Per vivere la montagna

10 dicembre 2020

Anche a seguito della pandemia, la montagna è diventata meta apprezzata e protagonista di riflessioni. I benefici che le zone periferiche offrono sono sempre più evidenti; spesso vengono pure invocati nuovi modi di vivere, improntati a un maggior equilibro tra uomo e territorio.

Lo storico e giornalista Orazio Martinetti, in un recente articolo su Azione, si esprime in merito, cogliendo appieno la problematica: “osservare le terre alte dal basso, ossia dai centri urbani congestionati e frenetici, non è come abitarle quotidianamente, affrontare stagione dopo stagione le attività agresti con le loro asprezze.” Di primo acchito mi sono tornati alla mente il dibattito sulla nuova legge sulla caccia e la questione della convivenza con il lupo.

La montagna è in difficoltà soprattutto per il calo demografico. L’arresto di questa tendenza è indispensabile per intravvedere un loro futuro dignitoso. Oggi si fa un gran parlare di Città Ticino, le cui montagne, tuttavia, faticano a identificarsi. Considerare esse unicamente come luogo di rifugio e svago dalla pandemia, o dallo stress in generale, è profondamente sbagliato: sempre come dice Martinetti, “vuol dire ignorarne le esigenze vitali, i bisogni di coloro che, fra mille difficoltà, non intendono cedere al richiamo della pianura”.

La vera sfida, non solo per i politici, è individuare delle vie per ripopolare la montagna partendo dalle proprie specificità e molteplici ricchezze, promuovendo gli indubbi vantaggi che essa offre anche dal punto di vista della qualità di vita. Ma alla tradizione deve seguire uno sguardo innovativo e creativo. Perché occorre evitare tanto la museificazione quanto la colonizzazione urbana: entrambi questi scenari mettono a repentaglio la cultura alpina e creano problematiche sociali di vario genere.

Proprio a questo proposito, sempre in questi giorni, su LaRegione è apparsa una presa di posizione della Fondazione per la tutela del paesaggio contro il progetto di metro alpino tra la Formazza e Bosco Gurin, che trova per contro l’adesione dei Comuni valmaggesi e del Cantone. Il villaggio della Rovana, conosciuto ed apprezzato sia per i suoi impianti di risalita ma pure con la cultura walser, si sta opportunamente orientando vero un turismo destagionalizzato. Tra gli altri, il progetto di collegamento su rotaia con la Formazza rappresenta un tentativo sostenibile ed innovativo di messa in rete di realtà alpine, volto a rilanciare le rispettive dimensioni socio-economiche ma altresì desideroso di mantenere quelle che sono le proprie peculiarità paesaggistiche e culturali. È chiaro che queste intenzioni potranno decollare solo con l’essenziale coinvolgimento di tutti gli attori, locali e non. Prima di giudicare, però, è importante conoscerne a fondo contenuti ed obiettivi. Lo stesso discorso vale per un’altra proposta di collegamento alpino, quello tra Lavizzara e Leventina: anche qui si è in fase di progettazione e ovviamente gli aspetti di sostenibilità ambientale e finanziaria saranno decisivi. Le valli dell’arco alpino abbisognano di apertura (anche mentale), non per volontà di espansionismo ma per individuare nuove opportunità, non legate al traffico di transito e neppure al turismo di massa.

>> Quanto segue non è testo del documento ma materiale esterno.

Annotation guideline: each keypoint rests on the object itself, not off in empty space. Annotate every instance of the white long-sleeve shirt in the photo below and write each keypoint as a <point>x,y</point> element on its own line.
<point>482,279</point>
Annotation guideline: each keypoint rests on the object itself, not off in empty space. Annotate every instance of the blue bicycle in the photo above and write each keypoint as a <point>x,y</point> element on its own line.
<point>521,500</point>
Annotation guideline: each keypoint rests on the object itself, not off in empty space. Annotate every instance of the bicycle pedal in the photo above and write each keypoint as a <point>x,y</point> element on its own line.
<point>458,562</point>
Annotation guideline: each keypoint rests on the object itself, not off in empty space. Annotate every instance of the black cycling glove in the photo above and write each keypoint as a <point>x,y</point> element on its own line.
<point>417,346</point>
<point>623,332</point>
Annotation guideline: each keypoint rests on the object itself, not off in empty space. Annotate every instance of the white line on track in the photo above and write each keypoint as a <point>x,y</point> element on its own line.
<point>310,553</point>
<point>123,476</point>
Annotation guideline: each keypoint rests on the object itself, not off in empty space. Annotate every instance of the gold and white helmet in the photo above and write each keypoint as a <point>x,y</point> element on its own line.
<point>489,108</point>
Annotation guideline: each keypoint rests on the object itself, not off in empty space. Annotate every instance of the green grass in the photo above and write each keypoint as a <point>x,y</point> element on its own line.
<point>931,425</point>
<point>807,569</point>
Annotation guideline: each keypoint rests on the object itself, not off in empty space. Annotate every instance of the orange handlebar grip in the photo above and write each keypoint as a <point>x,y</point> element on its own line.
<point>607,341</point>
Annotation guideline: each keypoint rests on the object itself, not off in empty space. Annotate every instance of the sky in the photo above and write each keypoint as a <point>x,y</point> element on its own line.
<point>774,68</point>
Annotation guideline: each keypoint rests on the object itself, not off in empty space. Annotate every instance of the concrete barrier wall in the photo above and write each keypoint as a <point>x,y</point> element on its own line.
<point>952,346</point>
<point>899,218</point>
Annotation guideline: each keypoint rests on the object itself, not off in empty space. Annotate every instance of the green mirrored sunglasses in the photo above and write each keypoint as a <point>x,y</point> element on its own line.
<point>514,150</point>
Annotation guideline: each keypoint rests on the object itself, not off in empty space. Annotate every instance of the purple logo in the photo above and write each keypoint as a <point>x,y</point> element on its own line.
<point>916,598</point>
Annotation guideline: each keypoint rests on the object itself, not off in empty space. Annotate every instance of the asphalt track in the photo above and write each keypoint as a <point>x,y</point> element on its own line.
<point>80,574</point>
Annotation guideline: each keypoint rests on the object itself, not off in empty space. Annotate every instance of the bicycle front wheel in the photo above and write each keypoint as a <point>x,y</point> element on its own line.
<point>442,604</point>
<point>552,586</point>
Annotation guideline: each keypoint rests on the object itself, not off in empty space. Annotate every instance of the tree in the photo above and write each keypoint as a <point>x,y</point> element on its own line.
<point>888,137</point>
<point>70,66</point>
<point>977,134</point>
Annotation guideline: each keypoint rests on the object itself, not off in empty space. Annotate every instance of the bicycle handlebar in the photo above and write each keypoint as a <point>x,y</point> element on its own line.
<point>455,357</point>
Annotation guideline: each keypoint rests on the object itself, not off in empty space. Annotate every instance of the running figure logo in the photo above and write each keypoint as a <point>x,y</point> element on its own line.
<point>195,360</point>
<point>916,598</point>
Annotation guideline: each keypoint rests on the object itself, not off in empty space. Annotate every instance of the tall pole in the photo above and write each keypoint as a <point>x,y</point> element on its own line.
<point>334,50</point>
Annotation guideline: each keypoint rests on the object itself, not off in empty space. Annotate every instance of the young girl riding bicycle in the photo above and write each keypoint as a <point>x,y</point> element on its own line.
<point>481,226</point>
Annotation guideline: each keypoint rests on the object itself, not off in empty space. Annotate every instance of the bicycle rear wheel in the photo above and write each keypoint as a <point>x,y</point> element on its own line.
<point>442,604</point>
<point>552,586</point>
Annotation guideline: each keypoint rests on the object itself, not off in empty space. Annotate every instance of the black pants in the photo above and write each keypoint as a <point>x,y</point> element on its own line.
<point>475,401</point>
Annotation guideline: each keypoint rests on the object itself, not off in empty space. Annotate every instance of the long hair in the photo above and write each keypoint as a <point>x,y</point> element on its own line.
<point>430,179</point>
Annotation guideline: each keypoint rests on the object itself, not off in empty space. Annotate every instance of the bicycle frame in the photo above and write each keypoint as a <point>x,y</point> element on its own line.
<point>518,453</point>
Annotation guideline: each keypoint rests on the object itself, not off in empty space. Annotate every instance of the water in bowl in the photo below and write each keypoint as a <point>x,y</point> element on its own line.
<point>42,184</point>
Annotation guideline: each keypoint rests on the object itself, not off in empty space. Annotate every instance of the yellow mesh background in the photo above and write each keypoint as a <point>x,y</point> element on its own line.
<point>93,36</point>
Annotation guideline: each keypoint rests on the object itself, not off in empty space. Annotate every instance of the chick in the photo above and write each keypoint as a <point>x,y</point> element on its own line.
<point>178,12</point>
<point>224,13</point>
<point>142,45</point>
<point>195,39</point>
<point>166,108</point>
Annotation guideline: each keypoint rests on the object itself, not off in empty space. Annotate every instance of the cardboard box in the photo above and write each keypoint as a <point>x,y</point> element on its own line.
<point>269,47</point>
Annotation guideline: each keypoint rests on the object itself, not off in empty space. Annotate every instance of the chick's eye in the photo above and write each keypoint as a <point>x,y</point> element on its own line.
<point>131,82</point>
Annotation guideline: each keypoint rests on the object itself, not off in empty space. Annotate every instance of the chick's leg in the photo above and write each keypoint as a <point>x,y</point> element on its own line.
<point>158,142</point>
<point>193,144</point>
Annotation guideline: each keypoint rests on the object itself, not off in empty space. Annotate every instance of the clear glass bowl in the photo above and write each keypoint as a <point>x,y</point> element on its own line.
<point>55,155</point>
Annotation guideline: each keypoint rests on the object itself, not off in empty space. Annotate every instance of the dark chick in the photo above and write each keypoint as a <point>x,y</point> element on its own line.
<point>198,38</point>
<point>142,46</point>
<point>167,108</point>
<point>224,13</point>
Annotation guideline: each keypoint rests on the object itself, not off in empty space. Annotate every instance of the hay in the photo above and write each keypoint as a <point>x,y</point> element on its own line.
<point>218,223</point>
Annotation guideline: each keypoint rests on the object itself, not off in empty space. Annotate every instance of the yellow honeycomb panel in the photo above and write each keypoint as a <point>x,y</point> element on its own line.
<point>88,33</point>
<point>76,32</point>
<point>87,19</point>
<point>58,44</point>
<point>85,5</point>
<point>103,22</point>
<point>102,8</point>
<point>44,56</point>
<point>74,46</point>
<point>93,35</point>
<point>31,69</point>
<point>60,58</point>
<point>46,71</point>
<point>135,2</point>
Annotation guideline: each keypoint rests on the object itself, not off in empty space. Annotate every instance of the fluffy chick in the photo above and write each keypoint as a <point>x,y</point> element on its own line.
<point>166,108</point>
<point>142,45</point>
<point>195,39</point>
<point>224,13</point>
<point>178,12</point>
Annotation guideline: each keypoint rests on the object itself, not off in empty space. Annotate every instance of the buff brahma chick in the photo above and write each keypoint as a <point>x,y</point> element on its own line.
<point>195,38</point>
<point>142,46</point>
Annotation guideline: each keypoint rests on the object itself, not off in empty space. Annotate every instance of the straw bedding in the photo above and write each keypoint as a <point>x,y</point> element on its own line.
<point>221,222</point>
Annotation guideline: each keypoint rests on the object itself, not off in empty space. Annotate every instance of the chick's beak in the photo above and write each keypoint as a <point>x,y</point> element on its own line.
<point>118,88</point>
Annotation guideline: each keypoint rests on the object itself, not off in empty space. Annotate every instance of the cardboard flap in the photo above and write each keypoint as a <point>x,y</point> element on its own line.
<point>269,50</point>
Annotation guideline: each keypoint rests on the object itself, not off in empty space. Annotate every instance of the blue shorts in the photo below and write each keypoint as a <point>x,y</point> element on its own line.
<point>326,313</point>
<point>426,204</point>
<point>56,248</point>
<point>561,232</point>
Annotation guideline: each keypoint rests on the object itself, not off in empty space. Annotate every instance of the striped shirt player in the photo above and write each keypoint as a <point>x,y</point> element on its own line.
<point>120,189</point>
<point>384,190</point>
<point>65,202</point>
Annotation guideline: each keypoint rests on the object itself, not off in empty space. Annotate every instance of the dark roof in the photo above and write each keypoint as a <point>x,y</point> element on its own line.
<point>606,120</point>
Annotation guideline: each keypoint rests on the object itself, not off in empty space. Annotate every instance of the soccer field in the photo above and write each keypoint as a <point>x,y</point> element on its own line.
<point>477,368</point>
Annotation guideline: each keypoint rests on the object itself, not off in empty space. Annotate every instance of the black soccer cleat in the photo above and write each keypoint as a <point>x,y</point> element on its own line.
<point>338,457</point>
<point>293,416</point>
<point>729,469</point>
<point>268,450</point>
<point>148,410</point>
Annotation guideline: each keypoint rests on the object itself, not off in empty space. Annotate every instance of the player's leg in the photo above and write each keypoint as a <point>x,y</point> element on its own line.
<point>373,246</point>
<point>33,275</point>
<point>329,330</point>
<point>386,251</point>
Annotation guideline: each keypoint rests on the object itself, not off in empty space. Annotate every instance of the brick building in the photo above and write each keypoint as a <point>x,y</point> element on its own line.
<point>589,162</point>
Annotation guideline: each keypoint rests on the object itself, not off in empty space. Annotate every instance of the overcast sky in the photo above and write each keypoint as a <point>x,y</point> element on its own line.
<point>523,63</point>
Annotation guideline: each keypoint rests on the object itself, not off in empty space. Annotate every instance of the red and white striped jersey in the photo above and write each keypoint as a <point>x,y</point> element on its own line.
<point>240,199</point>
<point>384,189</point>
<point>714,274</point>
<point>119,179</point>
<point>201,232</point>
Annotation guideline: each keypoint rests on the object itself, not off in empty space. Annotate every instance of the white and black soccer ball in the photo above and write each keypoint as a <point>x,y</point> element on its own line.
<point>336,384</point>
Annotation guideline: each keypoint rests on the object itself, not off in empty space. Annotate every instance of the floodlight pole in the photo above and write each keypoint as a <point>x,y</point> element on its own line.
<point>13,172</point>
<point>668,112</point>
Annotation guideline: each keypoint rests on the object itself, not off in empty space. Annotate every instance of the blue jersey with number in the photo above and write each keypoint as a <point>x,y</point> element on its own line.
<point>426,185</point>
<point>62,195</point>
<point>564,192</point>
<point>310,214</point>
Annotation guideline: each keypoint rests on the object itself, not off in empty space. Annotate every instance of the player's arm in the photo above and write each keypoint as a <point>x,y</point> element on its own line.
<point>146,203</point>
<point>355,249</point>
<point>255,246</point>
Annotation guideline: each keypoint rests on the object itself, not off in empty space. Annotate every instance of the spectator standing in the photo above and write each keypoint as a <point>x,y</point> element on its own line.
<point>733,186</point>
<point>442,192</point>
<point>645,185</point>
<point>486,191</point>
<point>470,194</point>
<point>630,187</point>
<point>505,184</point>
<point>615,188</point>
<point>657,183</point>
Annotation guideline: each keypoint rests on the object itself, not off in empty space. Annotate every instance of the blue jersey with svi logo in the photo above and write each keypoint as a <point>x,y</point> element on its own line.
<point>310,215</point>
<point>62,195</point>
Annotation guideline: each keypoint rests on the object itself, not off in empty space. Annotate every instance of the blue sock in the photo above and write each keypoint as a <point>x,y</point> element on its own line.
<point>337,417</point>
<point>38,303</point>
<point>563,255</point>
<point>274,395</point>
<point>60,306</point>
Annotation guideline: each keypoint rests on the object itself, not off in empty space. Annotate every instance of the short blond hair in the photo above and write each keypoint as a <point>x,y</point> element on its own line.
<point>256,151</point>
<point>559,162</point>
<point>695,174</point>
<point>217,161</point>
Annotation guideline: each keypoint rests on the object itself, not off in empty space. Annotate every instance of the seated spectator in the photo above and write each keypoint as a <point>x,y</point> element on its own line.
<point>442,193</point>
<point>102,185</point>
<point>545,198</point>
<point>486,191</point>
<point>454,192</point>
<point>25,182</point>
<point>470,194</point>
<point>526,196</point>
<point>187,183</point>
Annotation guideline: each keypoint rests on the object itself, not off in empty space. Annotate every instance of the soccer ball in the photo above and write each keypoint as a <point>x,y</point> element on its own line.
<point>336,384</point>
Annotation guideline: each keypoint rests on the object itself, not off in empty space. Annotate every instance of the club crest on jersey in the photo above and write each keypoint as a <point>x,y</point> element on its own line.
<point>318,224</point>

Sempre in tema di creatività e innovazione, è di qualche giorno la notizia di un’iniziativa imprenditoriale in Valle di Peccia, in cui una coppia di giovani avvierà la produzione di pettorine in cuoio per cani guida di non vedenti fatte a mano. È un ottimo esempio d’intraprendenza privata e originalità, portatore di fiducia nel futuro anche in una zona discosta.

Insomma, le montagne, ma ovviamente pure la politica ad ogni livello, devono attivarsi per rilanciarsi, a maggior ragione con i tempi che corrono. Bisogna mettere al bando estremismi ideologici e invece al centro la relazione tra uomo e natura, privilegiando la dimensione abitativa ed occupazionale e superando gli stereotipi di montagna-vetrina (solo a disposizione della popolazione urbana per taluni periodi dell’anno). Per vincere questa ardua sfida occorre saper coniugare vitalità sociale, comunitaria ed economica con la necessità di tutelare il proprio patrimonio culturale e paesaggistico.